La suerte estaba echada para Pedro Isaac Fonseca.
Aquella gélida camilla conducía a Pedrito por los pasillos del hospital William Soler hasta el quirófano. El salón de operaciones estaba listo para convertirse en campo de batalla. En unos instantes, la vida y la muerte cruzarían espadas.
Bisturís, agujas, profesionalidad y amor tratarían de vencer a la cirrosis hepática que desgarraba el hígado del quinceañero adolescente desde un año atrás.
Al fin entró al ruedo. Una mezcla de nervios y seguridad se respiraba a su alrededor.
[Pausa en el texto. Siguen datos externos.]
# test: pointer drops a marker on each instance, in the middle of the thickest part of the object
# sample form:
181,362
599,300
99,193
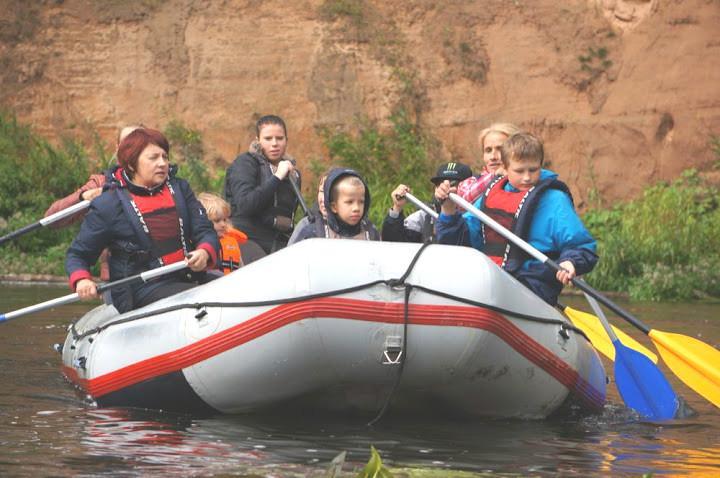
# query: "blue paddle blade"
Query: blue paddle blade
642,385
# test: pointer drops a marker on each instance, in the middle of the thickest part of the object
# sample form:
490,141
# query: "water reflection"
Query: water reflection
165,440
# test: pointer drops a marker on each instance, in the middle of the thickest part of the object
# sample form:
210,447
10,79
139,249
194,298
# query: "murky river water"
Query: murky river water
46,429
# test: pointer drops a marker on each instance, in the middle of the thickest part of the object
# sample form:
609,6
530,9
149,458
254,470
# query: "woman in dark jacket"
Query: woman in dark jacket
257,187
147,218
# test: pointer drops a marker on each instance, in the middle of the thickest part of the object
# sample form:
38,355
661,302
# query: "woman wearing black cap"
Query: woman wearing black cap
419,226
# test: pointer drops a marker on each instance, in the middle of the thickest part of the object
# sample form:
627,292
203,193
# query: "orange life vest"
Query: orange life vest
231,257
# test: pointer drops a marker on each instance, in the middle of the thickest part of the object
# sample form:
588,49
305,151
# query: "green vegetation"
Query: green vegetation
386,158
715,148
34,173
664,245
188,152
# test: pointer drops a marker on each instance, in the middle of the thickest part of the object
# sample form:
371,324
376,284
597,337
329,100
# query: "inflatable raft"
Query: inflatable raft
342,325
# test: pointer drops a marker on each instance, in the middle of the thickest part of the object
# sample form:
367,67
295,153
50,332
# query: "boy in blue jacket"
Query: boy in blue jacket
534,205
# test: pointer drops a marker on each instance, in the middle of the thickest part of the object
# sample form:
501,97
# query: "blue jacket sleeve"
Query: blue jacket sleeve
563,231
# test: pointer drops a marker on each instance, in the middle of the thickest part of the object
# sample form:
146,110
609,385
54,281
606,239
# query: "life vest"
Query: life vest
363,235
231,256
160,220
514,211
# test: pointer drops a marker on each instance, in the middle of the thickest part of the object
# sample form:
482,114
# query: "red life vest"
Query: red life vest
160,220
504,207
231,256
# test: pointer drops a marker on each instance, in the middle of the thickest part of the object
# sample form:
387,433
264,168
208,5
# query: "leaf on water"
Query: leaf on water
336,464
374,467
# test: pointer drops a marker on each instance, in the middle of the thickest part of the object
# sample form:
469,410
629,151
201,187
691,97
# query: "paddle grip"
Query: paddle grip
301,200
20,232
585,287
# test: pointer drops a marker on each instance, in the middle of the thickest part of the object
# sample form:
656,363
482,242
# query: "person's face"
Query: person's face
153,167
350,203
221,225
523,175
273,141
491,150
321,197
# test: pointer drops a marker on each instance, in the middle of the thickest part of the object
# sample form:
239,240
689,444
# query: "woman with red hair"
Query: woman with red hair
148,218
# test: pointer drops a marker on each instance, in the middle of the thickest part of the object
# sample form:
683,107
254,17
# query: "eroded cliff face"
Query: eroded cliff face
623,92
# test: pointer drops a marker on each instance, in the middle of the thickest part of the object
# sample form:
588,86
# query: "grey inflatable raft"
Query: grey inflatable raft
343,326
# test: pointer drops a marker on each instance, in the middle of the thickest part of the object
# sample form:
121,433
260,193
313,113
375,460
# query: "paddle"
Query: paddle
46,221
593,328
421,205
303,204
641,385
74,297
693,361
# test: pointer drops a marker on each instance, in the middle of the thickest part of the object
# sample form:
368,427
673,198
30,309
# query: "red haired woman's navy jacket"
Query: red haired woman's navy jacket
113,223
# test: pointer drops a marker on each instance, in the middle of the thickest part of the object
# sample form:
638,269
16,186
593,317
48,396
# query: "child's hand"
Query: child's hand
567,273
90,194
442,192
398,197
284,168
197,260
86,289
Un tropel de imágenes lo asaltó: se vio corriendo por las calles de su barrio, abrazando a los abuelos…
Sintió miedo, pero se fue desvaneciendo con la anestesia. Una esperanza —verde y alejada de chivos hambrientos, según sus abuelos— le concedía calma. No había vuelta atrás.
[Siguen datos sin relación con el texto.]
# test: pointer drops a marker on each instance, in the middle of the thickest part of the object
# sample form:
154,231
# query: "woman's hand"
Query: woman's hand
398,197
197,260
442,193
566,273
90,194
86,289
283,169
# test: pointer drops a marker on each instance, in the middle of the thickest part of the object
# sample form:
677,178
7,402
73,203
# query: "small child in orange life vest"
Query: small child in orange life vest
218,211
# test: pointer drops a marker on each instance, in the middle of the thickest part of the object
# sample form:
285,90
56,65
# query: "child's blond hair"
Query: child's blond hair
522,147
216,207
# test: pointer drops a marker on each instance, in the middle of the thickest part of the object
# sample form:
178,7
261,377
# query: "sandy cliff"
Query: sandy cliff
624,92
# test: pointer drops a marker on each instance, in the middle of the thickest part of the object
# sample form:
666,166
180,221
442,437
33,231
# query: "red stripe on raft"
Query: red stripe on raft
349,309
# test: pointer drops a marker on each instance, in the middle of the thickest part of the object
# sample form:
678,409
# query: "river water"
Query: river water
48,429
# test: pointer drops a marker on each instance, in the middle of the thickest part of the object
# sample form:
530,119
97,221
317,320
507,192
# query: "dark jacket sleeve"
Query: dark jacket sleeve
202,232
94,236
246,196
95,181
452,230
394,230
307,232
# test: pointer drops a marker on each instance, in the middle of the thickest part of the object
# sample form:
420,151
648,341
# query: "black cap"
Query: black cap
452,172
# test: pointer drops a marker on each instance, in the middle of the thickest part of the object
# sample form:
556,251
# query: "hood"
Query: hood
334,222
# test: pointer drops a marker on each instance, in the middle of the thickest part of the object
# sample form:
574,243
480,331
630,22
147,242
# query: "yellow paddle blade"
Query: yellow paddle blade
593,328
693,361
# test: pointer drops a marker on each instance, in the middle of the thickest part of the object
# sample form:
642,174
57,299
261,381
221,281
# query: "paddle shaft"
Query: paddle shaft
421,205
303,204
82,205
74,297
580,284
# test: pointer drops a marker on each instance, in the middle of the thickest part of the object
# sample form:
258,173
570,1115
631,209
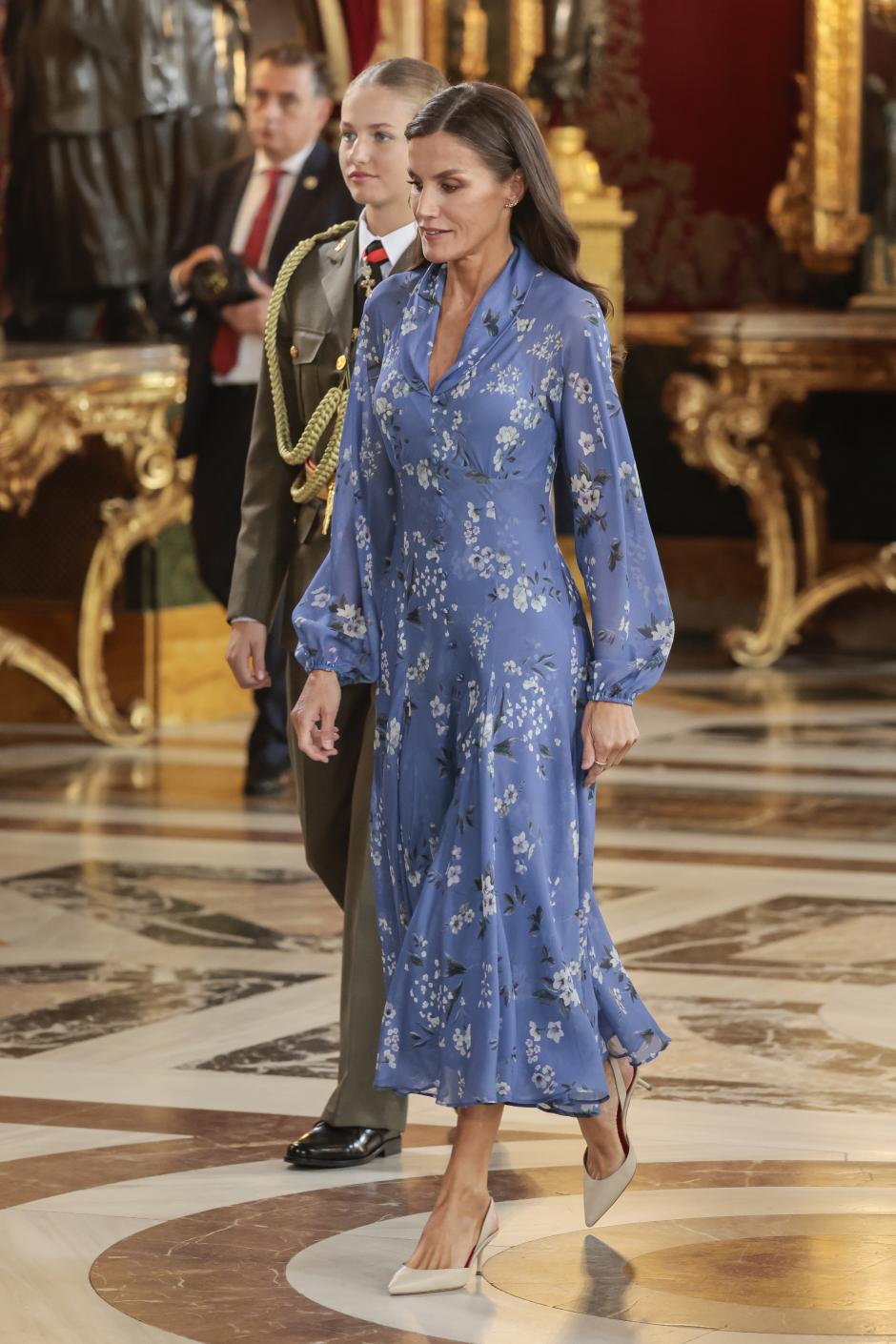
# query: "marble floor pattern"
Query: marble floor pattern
168,1020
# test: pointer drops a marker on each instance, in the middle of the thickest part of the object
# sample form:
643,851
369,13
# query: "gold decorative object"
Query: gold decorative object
335,400
727,423
475,56
49,407
525,26
883,13
816,212
596,212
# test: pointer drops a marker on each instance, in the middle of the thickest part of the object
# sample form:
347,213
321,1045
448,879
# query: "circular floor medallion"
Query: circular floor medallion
786,1274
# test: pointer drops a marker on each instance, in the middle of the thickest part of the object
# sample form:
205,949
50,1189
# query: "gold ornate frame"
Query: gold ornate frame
816,212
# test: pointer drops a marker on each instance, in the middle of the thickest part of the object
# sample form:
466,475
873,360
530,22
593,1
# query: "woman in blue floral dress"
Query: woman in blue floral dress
475,379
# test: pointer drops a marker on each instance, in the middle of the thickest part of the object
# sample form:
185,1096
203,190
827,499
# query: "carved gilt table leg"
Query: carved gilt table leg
38,429
127,523
725,430
798,461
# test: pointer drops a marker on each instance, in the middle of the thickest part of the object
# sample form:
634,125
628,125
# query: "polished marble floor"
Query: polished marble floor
168,1020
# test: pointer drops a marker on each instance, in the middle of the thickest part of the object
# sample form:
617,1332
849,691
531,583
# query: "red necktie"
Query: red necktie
226,344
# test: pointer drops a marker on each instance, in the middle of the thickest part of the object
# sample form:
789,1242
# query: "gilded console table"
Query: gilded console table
729,422
52,399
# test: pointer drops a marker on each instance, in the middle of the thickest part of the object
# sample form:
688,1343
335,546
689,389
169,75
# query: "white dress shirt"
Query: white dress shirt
249,355
397,245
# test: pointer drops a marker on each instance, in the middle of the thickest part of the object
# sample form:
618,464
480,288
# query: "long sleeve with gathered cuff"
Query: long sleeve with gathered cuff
632,620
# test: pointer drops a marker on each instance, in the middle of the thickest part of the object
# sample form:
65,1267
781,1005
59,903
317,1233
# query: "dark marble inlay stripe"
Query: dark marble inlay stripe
731,858
213,1138
759,812
833,773
161,831
723,943
133,996
153,901
220,1275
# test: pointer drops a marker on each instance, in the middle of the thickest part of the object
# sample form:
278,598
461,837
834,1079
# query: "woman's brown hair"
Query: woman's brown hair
505,136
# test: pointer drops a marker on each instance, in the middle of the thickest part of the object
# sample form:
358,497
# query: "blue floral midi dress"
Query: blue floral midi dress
445,586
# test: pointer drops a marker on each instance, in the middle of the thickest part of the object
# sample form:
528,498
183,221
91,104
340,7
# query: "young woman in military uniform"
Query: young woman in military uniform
312,328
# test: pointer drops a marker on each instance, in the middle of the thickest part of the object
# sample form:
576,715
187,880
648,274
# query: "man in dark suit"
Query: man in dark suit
255,209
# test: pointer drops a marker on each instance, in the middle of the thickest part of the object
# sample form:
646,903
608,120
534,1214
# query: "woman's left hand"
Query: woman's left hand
609,733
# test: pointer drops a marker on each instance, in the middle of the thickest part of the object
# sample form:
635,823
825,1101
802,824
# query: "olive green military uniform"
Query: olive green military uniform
284,541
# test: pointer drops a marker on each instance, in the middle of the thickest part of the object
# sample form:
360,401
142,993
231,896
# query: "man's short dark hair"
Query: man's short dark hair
295,54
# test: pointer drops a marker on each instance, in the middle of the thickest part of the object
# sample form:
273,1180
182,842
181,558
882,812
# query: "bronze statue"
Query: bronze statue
114,107
564,72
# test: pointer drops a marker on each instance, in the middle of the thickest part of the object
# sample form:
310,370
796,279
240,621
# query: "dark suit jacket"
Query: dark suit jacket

Después de 18 horas de cirugía, los médicos anunciaron felices el éxito de la compleja intervención. Marta y Félix, sus padres, se abrazaron agradecidos por la nueva oportunidad que el destino le daba al niño. Ya no había qué temer. El nuevo órgano funcionaba con la exactitud de un reloj suizo.
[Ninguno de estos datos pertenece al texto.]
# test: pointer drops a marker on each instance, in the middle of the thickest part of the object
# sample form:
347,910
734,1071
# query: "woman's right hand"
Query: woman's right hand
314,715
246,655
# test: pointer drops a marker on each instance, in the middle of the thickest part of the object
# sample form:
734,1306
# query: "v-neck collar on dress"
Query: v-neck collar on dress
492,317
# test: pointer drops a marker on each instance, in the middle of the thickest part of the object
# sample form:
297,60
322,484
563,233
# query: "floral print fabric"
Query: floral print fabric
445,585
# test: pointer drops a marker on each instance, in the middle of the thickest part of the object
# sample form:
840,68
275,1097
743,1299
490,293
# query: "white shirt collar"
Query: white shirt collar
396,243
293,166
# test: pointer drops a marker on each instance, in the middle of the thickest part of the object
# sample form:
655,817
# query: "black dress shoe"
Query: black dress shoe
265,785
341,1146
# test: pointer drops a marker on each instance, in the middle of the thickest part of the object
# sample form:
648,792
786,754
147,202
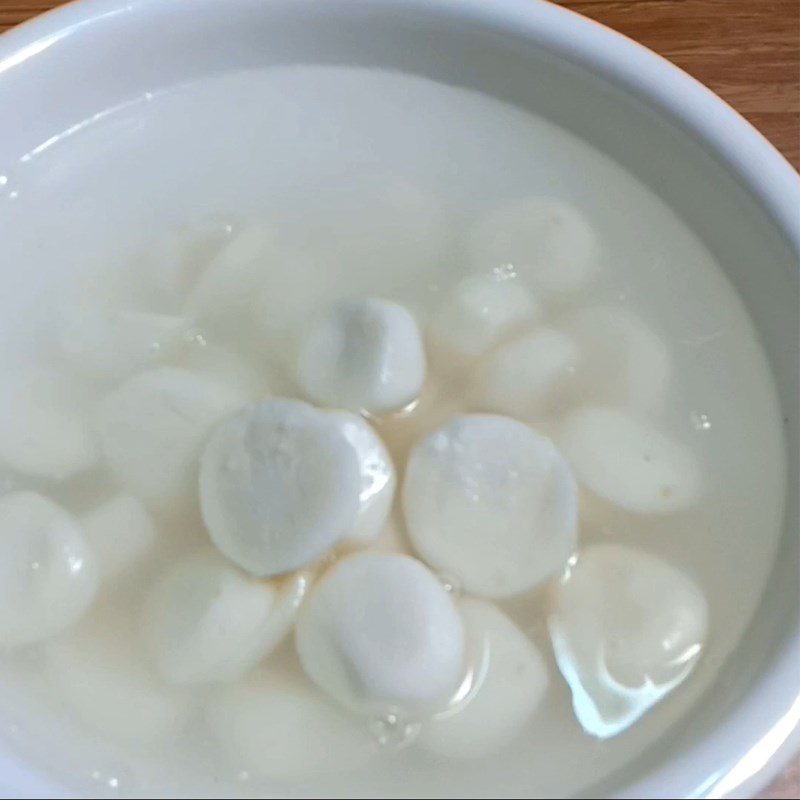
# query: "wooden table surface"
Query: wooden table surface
748,51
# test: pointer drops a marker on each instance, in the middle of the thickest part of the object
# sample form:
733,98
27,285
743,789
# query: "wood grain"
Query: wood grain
748,51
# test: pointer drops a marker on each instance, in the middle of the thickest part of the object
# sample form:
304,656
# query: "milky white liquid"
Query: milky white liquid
292,146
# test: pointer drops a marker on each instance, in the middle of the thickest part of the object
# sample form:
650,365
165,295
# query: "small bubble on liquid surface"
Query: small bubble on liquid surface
393,730
451,584
111,783
700,422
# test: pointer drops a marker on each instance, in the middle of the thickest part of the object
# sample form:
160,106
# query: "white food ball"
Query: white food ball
44,425
627,628
228,283
48,572
207,622
547,241
508,683
153,426
114,343
526,377
492,503
628,462
623,361
101,677
279,486
379,630
362,355
477,314
122,534
378,477
279,727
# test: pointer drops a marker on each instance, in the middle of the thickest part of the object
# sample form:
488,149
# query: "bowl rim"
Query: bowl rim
763,731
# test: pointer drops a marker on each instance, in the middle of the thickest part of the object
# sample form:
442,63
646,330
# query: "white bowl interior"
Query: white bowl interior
73,69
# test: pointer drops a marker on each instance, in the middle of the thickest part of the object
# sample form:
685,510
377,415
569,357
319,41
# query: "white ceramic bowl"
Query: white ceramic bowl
740,195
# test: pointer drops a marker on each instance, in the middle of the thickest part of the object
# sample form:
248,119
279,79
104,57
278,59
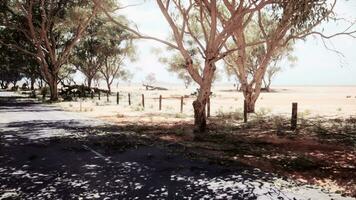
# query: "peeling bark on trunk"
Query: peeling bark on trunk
250,97
53,86
199,106
33,80
89,82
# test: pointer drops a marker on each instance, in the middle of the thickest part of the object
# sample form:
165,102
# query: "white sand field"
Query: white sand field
326,101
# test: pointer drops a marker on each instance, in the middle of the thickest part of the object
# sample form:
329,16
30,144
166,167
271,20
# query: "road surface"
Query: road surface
47,153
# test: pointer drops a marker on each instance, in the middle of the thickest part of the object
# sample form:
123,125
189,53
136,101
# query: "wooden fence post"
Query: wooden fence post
129,99
245,111
143,100
294,116
160,102
181,104
208,107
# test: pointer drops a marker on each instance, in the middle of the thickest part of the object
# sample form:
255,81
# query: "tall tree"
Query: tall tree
277,25
210,24
53,27
208,38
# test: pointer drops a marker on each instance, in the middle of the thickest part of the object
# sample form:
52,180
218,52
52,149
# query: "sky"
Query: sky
316,65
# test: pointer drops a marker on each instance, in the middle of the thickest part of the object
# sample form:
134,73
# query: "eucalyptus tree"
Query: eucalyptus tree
210,25
277,24
52,27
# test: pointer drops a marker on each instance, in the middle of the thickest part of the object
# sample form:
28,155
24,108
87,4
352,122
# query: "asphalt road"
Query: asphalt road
46,153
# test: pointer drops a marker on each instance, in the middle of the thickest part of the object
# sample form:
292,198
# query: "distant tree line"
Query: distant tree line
49,40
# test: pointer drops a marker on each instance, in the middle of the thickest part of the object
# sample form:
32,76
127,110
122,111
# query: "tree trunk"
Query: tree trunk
89,80
108,85
250,97
33,80
53,86
199,106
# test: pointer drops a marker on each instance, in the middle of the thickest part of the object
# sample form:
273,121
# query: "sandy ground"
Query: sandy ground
325,101
46,153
Ese día ahora no es más que un recuerdo. Al cabo de 72 horas, los doctores le han dicho a Pedrito que pronto podrá regresar a casa, allá en la recóndita Sagua de Tánamo, en la holguinera Sierra Cristal.
Llego y él duerme. Preparo un trabajo periodístico sobre trasplantes de hígado. La madre lo despierta, y después de varios bostezos al aire, muestra con orgullo la marca salvadora de su vida. El muchacho conversa afablemente y cuenta los minutos que lo separan de su hogar, familia y comida favorita.
Aunque regresará a su secundaria, al encuentro de sus amistades, y podrá otra vez besar a sus abuelos, ya jamás será el mismo. Se siente extraño, confuso.
Tendrá que cambiar su estilo de vida. Solo serán seis meses. El terreno, las calles y el río lo echarán de menos, pero saben que regresará. Él lo sabe también. Tal vez solo sea para reencontrarse con él mismo en una de esas esquinas que paradójicamente la vida nos atraviesa en el camino.
La vida le sonríe de otro modo. Él le devuelve la sonrisa, pero no de la misma manera. Algo cubre su boca: es un pedacito de tela que filtra sonrisas, palabras y besos; cree que conseguirá apagar su voz: ¡Qué ingenuo!, si la cirrosis no pudo, él tampoco.
Ya no está de acuerdo con sus abuelos. No puede. No después de esta experiencia. La esperanza para él ha cambiado de color. ¿Quién dijo que tiene que ser verde? Ahora ha decidido estudiar Medicina. Él sabe que en Cuba la esperanza viste de blanco.